Conakry, 27 mai 2025- Mardi soir, les Guinéens ont retenu leur souffle, rivés aux écrans de la RTG. Une déclaration officielle du ministre de l’Administration du Territoire et de la Décentralisation, Ibrahima Kalil Condé, venait de tomber : la campagne nationale d’enrôlement biométrique est prolongée jusqu’au 20 juin 2025 à 18h00. Un répit inespéré pour des milliers de citoyens encore en attente de s’enregistrer dans le cadre du Programme national de recensement administratif à vocation d’état civil (PNRAVEC).
Dans les quartiers de Conakry comme dans les zones rurales les plus reculées, la nouvelle s’est répandue comme une traînée de poudre. « C’est un soulagement », confie Mariama, 32 ans, rencontrée à la sortie d’un centre d’enrôlement à Dixinn. « J’ai failli rater la date limite, mais maintenant j’ai une chance de régulariser ma situation. »
Une opération à enjeux multiples
Lancée le 15 avril dernier, cette vaste opération vise à établir une base de données fiable de l’état civil en Guinée. Une entreprise de taille dans un pays où les documents d’identité restent souvent synonymes de tracasseries administratives.
« Cette prorogation répond à une volonté d’inclusion », a insisté le ministre dans sa déclaration. « Elle permet à tous les citoyens résidant en Guinée ou à l’étranger, remplissant les conditions requises, de se faire enrôler. » Une mesure saluée par de nombreuses organisations de la société civile, qui craignaient que le calendrier initial ne laisse de côté des franges entières de la population, notamment en zones enclavées.
La diaspora aussi concernée
La mobilisation ne s’arrête pas aux frontières du pays. À compter du 1er juin 2025, les Guinéens de l’étranger auront eux aussi 20 jours pour se faire enregistrer dans les ambassades et consulats de la République de Guinée. L’opération s’y clôturera également le 20 juin.
À Paris, Aboubacar, un étudiant guinéen, attend avec impatience l’ouverture du guichet biométrique à l’ambassade. « C’est la première fois qu’on nous donne vraiment l’opportunité de participer à ce type de processus depuis l’étranger », se réjouit-il.
Un socle pour des élections plus transparentes ?
Pour les autorités, l’enjeu dépasse la simple régularisation administrative. Le PNRAVEC est présenté comme un pilier fondamental dans la modernisation de l’état civil guinéen, mais aussi comme un levier pour la fiabilisation du fichier électoral. En coulisse, nombreux sont ceux qui y voient un test grandeur nature avant les échéances électorales à venir.

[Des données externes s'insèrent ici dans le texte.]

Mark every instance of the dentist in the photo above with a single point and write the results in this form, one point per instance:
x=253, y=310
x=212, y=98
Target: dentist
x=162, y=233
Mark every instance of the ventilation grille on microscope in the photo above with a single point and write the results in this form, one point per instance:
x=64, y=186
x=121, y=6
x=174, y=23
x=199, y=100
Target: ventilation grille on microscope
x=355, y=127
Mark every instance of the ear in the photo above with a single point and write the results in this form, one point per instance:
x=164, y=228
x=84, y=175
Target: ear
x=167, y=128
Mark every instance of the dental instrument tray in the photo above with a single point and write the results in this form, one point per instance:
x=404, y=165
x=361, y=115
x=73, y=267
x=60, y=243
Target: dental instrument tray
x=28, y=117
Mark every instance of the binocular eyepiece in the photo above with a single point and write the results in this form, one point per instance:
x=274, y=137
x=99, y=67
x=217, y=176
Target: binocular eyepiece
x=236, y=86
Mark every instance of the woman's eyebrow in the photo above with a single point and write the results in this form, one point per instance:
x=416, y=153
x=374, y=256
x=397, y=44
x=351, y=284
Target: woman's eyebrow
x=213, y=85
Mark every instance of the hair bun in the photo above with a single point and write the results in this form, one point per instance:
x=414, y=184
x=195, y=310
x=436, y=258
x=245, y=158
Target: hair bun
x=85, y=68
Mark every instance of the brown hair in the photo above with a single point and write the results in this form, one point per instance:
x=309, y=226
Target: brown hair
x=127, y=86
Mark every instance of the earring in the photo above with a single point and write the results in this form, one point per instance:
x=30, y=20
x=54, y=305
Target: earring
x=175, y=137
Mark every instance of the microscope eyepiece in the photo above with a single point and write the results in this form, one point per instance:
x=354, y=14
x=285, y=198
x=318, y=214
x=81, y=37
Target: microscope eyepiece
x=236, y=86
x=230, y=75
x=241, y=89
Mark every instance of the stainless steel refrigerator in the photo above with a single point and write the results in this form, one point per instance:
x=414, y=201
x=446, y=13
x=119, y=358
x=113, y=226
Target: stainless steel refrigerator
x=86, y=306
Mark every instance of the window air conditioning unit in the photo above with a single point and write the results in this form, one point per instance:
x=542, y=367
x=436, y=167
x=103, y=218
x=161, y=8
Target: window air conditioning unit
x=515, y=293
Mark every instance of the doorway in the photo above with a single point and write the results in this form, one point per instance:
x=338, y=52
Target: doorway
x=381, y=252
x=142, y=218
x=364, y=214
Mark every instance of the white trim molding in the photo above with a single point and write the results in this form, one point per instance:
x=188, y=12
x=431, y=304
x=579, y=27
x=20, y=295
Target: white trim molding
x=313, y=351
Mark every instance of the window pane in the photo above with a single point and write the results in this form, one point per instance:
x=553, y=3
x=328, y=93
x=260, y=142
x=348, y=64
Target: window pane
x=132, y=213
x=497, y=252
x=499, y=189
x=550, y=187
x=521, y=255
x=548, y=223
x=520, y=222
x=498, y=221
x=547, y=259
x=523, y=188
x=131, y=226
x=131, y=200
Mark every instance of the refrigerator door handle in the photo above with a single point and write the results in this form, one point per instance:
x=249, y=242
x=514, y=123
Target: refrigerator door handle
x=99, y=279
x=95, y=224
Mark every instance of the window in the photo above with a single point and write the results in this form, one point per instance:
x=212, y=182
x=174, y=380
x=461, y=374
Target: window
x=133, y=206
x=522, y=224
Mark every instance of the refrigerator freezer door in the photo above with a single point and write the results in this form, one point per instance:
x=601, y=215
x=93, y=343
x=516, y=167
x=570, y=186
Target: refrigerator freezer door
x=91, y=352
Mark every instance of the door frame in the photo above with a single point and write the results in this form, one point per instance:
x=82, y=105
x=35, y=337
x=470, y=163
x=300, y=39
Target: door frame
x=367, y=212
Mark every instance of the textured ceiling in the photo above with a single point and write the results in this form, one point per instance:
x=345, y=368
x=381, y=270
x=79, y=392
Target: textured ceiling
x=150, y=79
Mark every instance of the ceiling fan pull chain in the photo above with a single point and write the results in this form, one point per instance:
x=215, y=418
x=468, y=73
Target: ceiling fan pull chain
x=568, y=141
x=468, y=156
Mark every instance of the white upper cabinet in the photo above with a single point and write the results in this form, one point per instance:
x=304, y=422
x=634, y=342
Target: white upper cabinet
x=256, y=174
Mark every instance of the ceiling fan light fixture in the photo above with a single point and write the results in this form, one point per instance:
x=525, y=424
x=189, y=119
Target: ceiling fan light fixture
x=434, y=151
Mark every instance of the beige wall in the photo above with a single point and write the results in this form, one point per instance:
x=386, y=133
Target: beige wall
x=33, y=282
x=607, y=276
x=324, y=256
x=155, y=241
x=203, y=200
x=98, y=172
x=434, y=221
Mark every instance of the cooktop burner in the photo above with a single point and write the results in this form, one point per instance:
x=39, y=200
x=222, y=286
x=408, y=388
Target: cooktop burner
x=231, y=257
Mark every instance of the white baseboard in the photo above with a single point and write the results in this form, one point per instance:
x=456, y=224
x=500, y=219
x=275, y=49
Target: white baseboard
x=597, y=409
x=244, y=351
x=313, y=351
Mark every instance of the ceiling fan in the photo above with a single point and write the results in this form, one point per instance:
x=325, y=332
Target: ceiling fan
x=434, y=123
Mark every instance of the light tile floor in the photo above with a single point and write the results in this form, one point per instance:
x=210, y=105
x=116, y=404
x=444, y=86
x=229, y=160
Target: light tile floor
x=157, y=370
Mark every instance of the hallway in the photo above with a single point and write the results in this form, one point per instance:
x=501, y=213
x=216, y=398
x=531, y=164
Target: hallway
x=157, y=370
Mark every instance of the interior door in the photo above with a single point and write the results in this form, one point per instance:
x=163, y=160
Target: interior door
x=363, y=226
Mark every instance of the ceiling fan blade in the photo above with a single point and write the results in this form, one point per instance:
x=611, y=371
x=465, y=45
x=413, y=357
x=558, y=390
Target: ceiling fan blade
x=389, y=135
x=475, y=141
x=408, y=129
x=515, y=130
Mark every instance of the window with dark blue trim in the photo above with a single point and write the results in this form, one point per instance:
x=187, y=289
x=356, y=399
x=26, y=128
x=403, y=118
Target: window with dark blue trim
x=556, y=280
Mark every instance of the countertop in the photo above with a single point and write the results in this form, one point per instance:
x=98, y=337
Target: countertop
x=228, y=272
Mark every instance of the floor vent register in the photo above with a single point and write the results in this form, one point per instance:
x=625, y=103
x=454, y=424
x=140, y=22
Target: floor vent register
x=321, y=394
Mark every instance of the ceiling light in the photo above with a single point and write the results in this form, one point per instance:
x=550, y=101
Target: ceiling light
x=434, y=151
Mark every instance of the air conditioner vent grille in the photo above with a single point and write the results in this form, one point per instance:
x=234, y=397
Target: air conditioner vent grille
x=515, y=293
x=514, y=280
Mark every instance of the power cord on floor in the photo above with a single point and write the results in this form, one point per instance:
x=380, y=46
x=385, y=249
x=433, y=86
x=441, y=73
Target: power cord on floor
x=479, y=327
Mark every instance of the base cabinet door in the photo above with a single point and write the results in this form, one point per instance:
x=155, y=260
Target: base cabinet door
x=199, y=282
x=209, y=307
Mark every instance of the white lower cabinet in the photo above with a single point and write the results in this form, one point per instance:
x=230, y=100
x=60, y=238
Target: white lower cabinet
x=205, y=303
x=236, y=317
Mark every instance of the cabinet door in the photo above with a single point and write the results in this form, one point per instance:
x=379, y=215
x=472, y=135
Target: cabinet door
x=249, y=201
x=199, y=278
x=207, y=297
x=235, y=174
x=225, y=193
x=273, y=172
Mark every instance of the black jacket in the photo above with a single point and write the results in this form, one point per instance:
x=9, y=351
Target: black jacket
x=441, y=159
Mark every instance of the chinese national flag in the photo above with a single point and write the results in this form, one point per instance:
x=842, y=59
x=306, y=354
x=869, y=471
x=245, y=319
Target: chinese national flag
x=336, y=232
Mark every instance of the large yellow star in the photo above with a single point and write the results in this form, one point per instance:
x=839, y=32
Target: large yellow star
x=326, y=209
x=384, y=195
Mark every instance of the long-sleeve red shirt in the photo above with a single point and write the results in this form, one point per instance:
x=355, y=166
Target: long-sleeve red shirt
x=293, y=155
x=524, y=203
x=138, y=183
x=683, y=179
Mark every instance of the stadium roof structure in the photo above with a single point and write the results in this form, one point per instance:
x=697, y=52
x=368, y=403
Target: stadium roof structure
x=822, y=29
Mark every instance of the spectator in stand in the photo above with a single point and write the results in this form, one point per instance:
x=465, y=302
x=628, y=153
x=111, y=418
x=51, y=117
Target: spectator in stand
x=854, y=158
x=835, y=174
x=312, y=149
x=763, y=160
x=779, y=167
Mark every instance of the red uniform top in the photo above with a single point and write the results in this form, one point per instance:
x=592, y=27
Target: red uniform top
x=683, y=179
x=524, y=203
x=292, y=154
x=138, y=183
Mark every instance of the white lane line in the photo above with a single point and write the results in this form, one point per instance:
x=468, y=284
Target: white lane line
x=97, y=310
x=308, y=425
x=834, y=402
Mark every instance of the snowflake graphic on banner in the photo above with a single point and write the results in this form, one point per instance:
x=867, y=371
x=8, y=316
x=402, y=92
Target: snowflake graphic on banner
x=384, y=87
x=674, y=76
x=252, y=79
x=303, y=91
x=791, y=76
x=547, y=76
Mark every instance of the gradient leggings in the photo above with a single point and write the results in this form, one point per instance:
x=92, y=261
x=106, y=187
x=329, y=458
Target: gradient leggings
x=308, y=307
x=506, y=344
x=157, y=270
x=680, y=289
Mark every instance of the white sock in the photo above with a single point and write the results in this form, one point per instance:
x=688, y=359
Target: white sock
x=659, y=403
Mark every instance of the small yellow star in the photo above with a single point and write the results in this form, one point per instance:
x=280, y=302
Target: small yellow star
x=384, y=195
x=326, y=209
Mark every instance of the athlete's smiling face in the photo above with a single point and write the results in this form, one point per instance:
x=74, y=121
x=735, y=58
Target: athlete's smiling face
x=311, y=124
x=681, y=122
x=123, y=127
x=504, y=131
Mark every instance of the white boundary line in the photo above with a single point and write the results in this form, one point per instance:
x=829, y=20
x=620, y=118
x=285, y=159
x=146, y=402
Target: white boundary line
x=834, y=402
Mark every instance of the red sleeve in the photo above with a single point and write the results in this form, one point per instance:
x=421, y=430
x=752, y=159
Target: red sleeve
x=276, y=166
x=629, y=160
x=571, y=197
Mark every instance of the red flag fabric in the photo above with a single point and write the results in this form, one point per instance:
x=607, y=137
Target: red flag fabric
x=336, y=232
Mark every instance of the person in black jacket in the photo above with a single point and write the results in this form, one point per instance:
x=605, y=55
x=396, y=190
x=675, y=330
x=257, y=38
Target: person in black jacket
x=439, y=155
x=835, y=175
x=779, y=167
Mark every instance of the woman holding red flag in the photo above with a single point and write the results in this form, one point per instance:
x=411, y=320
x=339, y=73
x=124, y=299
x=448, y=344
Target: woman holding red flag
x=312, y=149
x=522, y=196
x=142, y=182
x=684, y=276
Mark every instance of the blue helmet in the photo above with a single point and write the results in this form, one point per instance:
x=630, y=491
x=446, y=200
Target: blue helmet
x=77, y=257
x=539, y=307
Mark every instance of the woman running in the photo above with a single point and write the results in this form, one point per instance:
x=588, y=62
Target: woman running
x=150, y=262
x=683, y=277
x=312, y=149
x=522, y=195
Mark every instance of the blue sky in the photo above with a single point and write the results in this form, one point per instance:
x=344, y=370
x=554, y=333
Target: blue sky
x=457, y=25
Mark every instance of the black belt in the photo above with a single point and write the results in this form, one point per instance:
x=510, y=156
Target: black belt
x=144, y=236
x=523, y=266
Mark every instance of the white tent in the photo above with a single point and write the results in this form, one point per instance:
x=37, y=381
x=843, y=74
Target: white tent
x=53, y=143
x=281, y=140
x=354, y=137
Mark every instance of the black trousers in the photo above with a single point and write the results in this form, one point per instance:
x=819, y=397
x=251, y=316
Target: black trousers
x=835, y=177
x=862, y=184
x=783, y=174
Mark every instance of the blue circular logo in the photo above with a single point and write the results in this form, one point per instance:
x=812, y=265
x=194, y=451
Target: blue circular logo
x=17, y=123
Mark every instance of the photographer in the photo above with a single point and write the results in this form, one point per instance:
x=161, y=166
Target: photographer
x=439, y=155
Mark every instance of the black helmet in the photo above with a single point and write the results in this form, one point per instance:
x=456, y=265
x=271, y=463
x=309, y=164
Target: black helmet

Les citoyens, eux, sont appelés à jouer leur rôle. Les autorités multiplient les canaux d’information : numéro vert 105 accessible 24h/24, relais communautaires via les chefs de quartier ou présidents de district, et désormais une campagne d’information accrue sur les réseaux sociaux.
À Kaloum, comme à Labé, Nzérékoré ou Kankan, les files d’attente s’allongent devant les centres d’enrôlement. Car au-delà des discours officiels, le temps presse. Et pour de nombreux Guinéens, ce nouveau délai est peut-être la dernière chance de faire entendre leur voix – administrativement et, peut-être bientôt, politiquement.